Friday, August 14, 2009

Treatment of Asherman's syndrome is not a panacea (Part I)

Not all that long ago Asherman’s syndrome patients may have been told to forget about ever having a(nother) child. Treatment has come a long way with the advent of hysteroscopy, hormonal treatment, stents and adhesive barriers. It’s not surprising that before these were available, success rates were very low and often more damage was incurred from ‘treatment’ resulting in worse outcomes. One of the reasons for this is that some doctors used to treat Asherman’s syndrome by performing a blind D&C to break apart intrauterine adhesions they couldn’t even see. It’s hard to imagine why anyone would think that performing the same procedure as the one which usually causes the condition could fix things, but lots of doctors did- and some continue to do so with disastrous consequences.

Some doctors might still have the attitude that anyone whom they cannot treat successfully should give up hope, even if they are not highly skilled or experienced in the treatment of intrauterine adhesions. However, a new and equally detrimental view is being encouraged among sufferers: that treatment has come so far that anyone who is diagnosed stands a very good chance of conceiving and delivering a healthy baby (provided they go to the right doctors). While it’s true that some doctors have much more training, experience and expertise in the treatment of Asherman’s syndrome, the harsh reality is that the overall success rate is not above 50% (and lower for the moderate to severe cases)- even with the best doctors. If anyone tells you that there are doctors who have higher success rates with moderate to severe cases than 50%, they are either not being truthful or simply don’t know (or prefer not to accept) the reality.

It’s a bitter pill to swallow, but women need to be made aware of this fact. Not to crush any optimism, but to give realistic expectations, and perhaps to avoid the costs and heartbreak of ‘unexplained infertility’ following ‘successful’ treatment. There is a very fine line between giving encouragement and creating false hope. You may read of success stories, you may hear of women overcoming seemingly astonishing odds, and photos of women beaming with their babies, praising their ‘miracle’ doctors, but make no mistake: these are the faces and stories of less than 50% of women who are diagnosed with IUA and get treatment by the best doctors. But they do not reflect the reality for more than half of women diagnosed with Asherman’s syndrome. The latter are the women who fade into the background, the ones doctors and patients alike would like to forget about, or blame the lack of success on other reasons. Let us not underestimate the significance of the initial trauma underlying the Asherman’s syndrome. Some of us got a worse deal than the others. Worst of all, there is no clear way of predicting whether treatment will be successful or even knowing if it was successful. The only way to know is to try to conceive. If you do have a baby, your treatment was successful. If you don’t, your treatment may not have fully restored your fertility (or you have other causes of unexplained infertility). But let’s not exaggerate the likelihood of the latter- why would someone who was previously capable of getting pregnant suddenly have ‘unexplained infertility’ after having had Asherman’s syndrome? Fibrosis from Asherman’s syndrome can affect blood flow to the endometrium and reduce the chance of implantation or maintaining a pregnancy. I’m not saying one should not seek treatment. By all means, please do whatever is necessary to improve your chances of regaining your fertility! But don’t be too surprised if you don’t end up with a success story.
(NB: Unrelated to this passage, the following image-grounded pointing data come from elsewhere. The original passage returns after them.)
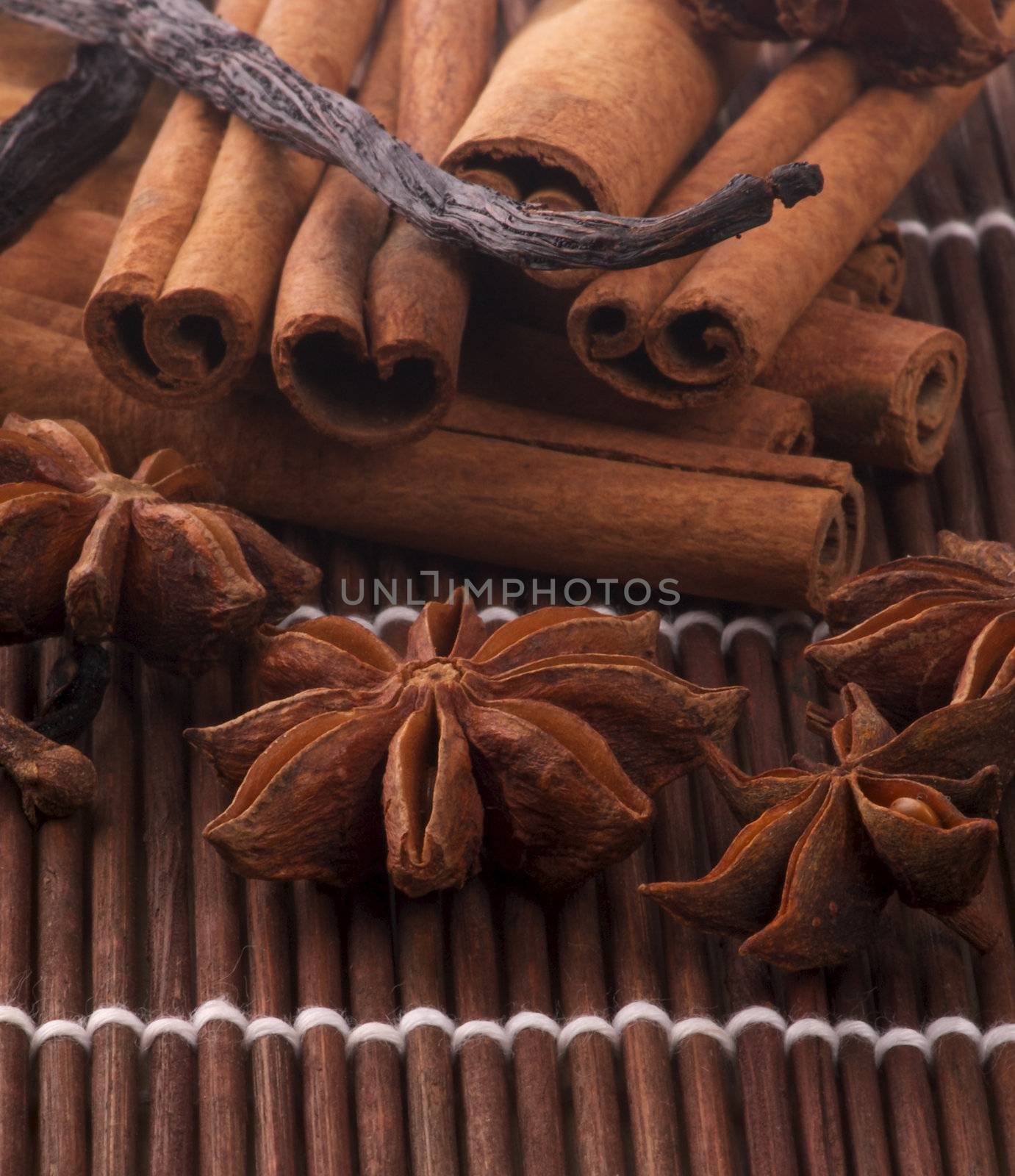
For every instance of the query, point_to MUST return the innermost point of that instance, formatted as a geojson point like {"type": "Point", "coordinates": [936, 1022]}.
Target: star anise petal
{"type": "Point", "coordinates": [433, 814]}
{"type": "Point", "coordinates": [997, 560]}
{"type": "Point", "coordinates": [550, 632]}
{"type": "Point", "coordinates": [954, 742]}
{"type": "Point", "coordinates": [329, 650]}
{"type": "Point", "coordinates": [653, 721]}
{"type": "Point", "coordinates": [235, 745]}
{"type": "Point", "coordinates": [44, 529]}
{"type": "Point", "coordinates": [446, 629]}
{"type": "Point", "coordinates": [909, 654]}
{"type": "Point", "coordinates": [284, 576]}
{"type": "Point", "coordinates": [207, 609]}
{"type": "Point", "coordinates": [752, 797]}
{"type": "Point", "coordinates": [934, 867]}
{"type": "Point", "coordinates": [93, 585]}
{"type": "Point", "coordinates": [307, 807]}
{"type": "Point", "coordinates": [742, 892]}
{"type": "Point", "coordinates": [835, 889]}
{"type": "Point", "coordinates": [23, 459]}
{"type": "Point", "coordinates": [71, 441]}
{"type": "Point", "coordinates": [862, 728]}
{"type": "Point", "coordinates": [991, 662]}
{"type": "Point", "coordinates": [558, 803]}
{"type": "Point", "coordinates": [879, 588]}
The attitude of the medical community is also to blame for encouraging the view that treatment is the best answer to the problem. For reasons which evade me, they seem to think it is more logical to subject all women to blind surgery causing Asherman's syndrome in a non-negligible proportion of them, and then to attempt surgical correction and hormonal therapy on those who do develop IUA in the hope that at most 50% of them will have a child (30-40% with moderate to severe IUA, 80% with mild IUA). Not to mention that these future pregnancies are at risk of serious complications, like placenta accreta, preterm delivery, intrauterine growth restriction, cervical incompetence etc. How logical is this? What is the advantage or logic in performing two (or more) expensive, difficult and potentially risky uterine surgeries- one which can cause damage, and one (or more) to repair the damage of the first surgery? Why not nip it at the bud and not cause damage to begin with?
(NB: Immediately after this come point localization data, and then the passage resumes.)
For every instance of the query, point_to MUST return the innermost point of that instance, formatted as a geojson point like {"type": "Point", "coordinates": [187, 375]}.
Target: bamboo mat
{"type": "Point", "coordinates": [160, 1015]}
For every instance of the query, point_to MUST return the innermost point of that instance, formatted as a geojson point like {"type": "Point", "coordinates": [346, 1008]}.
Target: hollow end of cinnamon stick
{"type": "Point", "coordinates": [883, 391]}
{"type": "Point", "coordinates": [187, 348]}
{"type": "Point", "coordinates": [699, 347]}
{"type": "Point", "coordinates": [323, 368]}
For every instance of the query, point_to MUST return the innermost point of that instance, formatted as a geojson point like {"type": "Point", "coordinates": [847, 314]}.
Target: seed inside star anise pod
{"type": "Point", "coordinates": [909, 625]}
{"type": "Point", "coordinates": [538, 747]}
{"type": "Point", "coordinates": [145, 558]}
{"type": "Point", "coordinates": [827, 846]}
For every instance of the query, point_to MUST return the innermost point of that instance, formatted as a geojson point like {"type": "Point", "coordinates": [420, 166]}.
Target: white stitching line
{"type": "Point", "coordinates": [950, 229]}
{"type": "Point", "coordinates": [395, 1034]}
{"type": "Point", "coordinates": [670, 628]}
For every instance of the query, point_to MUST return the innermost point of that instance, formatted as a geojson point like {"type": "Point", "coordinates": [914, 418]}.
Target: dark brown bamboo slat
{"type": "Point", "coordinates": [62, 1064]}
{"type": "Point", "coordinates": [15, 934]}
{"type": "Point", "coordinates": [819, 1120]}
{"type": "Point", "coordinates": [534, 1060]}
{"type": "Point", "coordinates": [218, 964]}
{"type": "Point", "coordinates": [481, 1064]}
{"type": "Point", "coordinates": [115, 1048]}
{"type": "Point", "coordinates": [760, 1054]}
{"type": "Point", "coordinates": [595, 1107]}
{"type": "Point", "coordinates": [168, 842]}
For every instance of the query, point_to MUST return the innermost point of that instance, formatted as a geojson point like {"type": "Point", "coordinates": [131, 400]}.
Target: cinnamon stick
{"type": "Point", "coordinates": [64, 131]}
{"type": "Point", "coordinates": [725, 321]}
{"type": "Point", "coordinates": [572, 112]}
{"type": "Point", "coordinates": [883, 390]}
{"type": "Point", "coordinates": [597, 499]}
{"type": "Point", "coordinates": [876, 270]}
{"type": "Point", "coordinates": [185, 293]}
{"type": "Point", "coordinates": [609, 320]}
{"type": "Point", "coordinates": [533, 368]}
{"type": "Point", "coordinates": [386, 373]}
Why not simply use drugs or hysteroscopy to empty the uterus, preventing scarring in the first place? When you consider that there are ways of emptying the uterus without blind surgery (either by using drugs like misoprostol or mifepristone, or visually guided hysteroscopy) the surgical approach makes no sense whatsoever. Is the approach of D&C followed by corrective surgery in the best interest of patients? Absolutely not.